Car makers green-rated
Once again Toyota grabs the honours in BusinessCar’s green rating of the top 20 fleet manufacturers. The combination of a growing hybrid range, with the Auris HSD launched last summer, and efficiencies made to diesel models means it has retained its position at the head of the field for a fourth year.
Volkswagen held onto its second spot, with the Bluemotion range of low-emissions models working well for the brand in terms of lowering CO2.
Third position goes to one of the brands benefiting from the launch of an electric model. Citroen’s C-zero, along with its Peugeot Ion sibling and the new Nissan Leaf, has the potential to reshape at least parts of the fleet market if the technology takes hold. It won’t be suitable for all, but there are some applications where EVs will make sense.
Just outside the top three were a trio that illustrate the diversity of the rush to more efficient vehicles. Fiat’s headline technology is turbocharging small-capacity petrol engines, while Peugeot is pushing on with electric and hybrid models, and Seat has made advances through its Ecomotive range of low-CO2 diesels.

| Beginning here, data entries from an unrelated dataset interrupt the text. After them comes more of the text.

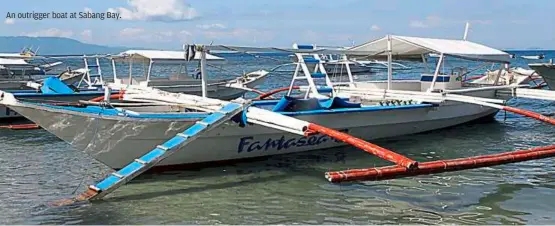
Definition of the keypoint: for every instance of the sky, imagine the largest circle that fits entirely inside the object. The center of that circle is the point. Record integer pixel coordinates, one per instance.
(167, 24)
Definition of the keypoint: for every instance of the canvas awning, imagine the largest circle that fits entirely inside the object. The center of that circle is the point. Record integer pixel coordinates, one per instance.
(12, 62)
(410, 47)
(160, 57)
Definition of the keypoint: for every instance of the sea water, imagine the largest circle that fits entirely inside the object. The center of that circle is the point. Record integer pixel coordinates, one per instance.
(38, 168)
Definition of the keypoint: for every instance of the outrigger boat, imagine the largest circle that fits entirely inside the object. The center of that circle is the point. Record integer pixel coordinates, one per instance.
(182, 82)
(546, 71)
(157, 128)
(88, 82)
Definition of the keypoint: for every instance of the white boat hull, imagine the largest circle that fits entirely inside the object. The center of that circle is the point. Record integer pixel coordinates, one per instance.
(547, 71)
(118, 143)
(7, 113)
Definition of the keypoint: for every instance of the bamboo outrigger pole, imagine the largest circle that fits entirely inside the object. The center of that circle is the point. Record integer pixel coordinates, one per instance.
(390, 172)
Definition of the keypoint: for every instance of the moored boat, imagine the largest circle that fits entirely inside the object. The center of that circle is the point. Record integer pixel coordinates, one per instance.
(546, 71)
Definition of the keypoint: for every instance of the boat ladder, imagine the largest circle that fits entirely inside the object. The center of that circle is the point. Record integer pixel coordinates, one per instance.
(312, 68)
(89, 67)
(159, 153)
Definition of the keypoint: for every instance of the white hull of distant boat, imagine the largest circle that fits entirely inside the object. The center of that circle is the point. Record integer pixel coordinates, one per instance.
(335, 67)
(116, 141)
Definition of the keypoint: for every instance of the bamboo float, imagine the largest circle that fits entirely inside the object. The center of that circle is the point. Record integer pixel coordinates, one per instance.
(21, 126)
(391, 172)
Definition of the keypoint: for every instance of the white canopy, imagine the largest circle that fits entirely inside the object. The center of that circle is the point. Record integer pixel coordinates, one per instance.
(8, 62)
(403, 46)
(163, 57)
(13, 56)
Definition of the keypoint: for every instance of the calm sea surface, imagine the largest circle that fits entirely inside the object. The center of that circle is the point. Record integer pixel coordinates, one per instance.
(37, 168)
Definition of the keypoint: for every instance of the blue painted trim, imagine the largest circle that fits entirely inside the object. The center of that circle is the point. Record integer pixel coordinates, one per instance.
(230, 107)
(318, 75)
(86, 93)
(113, 112)
(362, 109)
(174, 142)
(305, 46)
(194, 129)
(148, 157)
(129, 169)
(311, 60)
(431, 78)
(214, 117)
(325, 89)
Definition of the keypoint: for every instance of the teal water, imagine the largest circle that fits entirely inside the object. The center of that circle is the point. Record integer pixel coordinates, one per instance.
(38, 168)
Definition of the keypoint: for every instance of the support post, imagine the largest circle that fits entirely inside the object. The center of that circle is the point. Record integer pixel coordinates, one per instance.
(114, 69)
(466, 31)
(389, 69)
(436, 73)
(149, 70)
(425, 62)
(107, 94)
(203, 71)
(501, 68)
(130, 69)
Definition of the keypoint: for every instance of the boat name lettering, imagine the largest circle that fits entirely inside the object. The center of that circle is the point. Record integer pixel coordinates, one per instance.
(248, 144)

At the other end of the table, Land Rover dropping out of the top 20 fleet sellers meant it was replaced by Mercedes at the bottom. It hasn’t kept up with rivals Audi and BMW, although the lack of a proper rival for the A3 and 1-series has meant its average CO2 suffers. Finally, Mazda’s scores will look different when its Sky engine tech goes into production, while Nissan’s Leaf is a fascinating step forward for the car industry.